Mercyhurst College

Dungarvan Conference

Contact: Debbie Morton at Mercyhurst College, 814.824.2552

Heibel says it’s the job, not the man, at issue behind Obama’s choice for new intel chief

President Obama’s choice of Air Force Lt. Gen. James Clapper as the new director of national intelligence will have little impact in strengthening America’s national security unless Congress does more to empower the Office of the Director of National Intelligence (ODNI), said career intelligence professional Robert J. Heibel.

Heibel, former FBI deputy chief of counterterrorism and executive director of the Mercyhurst College Institute for Intelligence Studies, said Clapper has a good reputation and is largely respected in the intelligence community. Still, his ability to ensure that ODNI’s 16 agencies work as one integrated team in producing timely and accurate intelligence is a challenge one man cannot fulfill in today’s current political climate.

If Congress supports Obama’s nomination of Clapper, the Pentagon’s current intelligence chief would assume a position that holds inherent and serious defects.

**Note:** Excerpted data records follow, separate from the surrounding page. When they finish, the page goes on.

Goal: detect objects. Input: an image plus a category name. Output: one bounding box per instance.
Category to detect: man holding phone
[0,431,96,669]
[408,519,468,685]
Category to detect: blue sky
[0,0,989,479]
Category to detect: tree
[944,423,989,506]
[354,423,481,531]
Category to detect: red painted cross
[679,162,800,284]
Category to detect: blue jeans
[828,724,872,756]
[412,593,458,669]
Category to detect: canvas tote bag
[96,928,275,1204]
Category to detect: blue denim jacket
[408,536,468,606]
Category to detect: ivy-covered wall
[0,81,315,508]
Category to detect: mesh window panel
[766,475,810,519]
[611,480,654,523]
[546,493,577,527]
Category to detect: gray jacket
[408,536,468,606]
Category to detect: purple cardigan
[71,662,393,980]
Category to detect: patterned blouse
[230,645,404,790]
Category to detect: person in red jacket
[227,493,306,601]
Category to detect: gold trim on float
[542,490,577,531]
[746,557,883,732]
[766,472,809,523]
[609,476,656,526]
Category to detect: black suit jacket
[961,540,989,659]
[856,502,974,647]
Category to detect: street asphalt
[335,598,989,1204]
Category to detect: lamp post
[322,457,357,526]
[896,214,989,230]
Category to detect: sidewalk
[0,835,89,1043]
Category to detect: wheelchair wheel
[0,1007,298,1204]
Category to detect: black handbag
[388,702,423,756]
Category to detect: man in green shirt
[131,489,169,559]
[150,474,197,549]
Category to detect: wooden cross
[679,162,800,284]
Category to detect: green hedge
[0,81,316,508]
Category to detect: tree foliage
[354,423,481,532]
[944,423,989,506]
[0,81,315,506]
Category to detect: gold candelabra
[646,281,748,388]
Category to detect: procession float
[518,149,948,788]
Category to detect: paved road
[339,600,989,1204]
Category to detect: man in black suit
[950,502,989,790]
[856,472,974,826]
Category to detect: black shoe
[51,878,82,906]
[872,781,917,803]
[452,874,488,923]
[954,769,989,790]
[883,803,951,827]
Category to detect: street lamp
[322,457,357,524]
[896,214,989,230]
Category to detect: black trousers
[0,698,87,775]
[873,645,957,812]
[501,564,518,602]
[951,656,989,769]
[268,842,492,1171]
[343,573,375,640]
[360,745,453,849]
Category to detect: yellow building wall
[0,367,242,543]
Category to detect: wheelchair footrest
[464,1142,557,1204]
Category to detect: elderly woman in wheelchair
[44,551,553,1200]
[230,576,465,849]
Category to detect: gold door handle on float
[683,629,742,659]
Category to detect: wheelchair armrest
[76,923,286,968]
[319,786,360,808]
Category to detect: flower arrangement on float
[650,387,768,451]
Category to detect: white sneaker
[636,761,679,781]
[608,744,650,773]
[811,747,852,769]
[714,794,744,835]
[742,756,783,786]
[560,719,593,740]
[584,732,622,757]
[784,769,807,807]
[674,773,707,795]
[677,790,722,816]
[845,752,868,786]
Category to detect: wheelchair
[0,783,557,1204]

The DNI is not a Cabinet member and lacks much budget authority.

“The Office of the Director of National Intelligence was created with good intentions after 9-11, but Congress, as it does so many times, did not give authority to the director to control the budgets of the agencies it oversees,” Heibel said. “No matter who the director is, I just see it as another layer of bureaucracy.”

Heibel said the situation is one of many likely to be addressed at next month’s global summit on intelligence that MCIIS is hosting in Dungarvan, Ireland.